Dates of visit: 15-19 March 2022
Report Summary: The Antarctic cryptoendolithic communities are microbial ecosystems that dominate the biology of most ice-free areas in Continental Antarctica and described for the first time in the McMurdo Dry Valleys, the largest ice-free area of the continent. The Dry Valleys are a nearly pristine environment largely undisturbed and uncontaminated by humans and show remarkable peculiarities, representing an important analogue for the conditions of ancient Earth and Mars and a model environment for astrobiological studies.
These ice-free areas are dominated mostly by oligotrophic mineral soil and rocky outcrops and, for the harshest conditions in this area, the biology is dominated by cryptic microbial life-forms dwelling inside rocks.
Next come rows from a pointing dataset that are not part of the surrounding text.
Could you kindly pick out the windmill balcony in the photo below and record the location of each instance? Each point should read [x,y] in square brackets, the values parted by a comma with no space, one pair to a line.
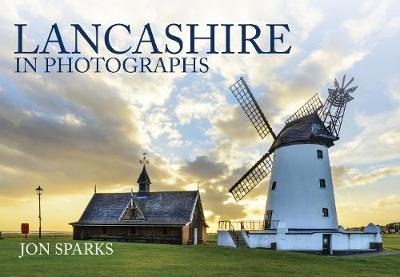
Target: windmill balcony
[247,225]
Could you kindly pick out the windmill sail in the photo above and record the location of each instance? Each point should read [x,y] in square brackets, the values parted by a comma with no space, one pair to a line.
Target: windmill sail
[252,177]
[332,112]
[249,104]
[311,106]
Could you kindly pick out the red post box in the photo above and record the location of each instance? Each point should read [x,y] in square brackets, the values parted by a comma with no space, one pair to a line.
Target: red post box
[25,229]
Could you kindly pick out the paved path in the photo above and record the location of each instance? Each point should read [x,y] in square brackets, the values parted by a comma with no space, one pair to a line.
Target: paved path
[371,254]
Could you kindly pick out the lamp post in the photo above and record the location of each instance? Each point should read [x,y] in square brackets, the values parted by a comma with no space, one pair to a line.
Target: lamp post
[39,191]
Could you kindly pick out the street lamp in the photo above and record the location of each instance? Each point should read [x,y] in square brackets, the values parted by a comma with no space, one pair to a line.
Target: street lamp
[39,191]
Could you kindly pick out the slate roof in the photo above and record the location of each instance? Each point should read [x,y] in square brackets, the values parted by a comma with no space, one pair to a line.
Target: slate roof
[307,129]
[158,208]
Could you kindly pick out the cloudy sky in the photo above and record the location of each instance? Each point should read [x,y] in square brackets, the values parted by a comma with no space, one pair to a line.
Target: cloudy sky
[68,132]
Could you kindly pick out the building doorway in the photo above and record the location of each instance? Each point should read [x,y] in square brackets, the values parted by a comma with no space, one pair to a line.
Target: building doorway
[326,244]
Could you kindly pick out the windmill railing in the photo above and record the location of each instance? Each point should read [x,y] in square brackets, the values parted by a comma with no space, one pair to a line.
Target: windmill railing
[247,225]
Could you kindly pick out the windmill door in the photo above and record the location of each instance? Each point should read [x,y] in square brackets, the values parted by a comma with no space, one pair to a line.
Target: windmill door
[326,244]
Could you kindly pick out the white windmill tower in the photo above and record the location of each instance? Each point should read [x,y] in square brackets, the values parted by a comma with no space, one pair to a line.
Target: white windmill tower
[300,192]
These cryptoendolithic communities are complex and self-supporting assemblages of phototrophic and heterotrophic microorganisms, including Bacteria, Chlorophyta and both free-living and lichen-forming fungi.
Despite the recent molecular studies to investigate the biodiversity and community composition, the interaction microbes-microbes and microbes-rock matrix, the spatial organisation, rock microstructure (e.g. porosity, pore size and connectivity) are totally unexplored.
We, herein, are proposing to build an interactions network map, on colonized and not colonized sandstone, resolving the contributions of the different microorganisms and the relationships established among them and between microbial cells and the lithic substrate.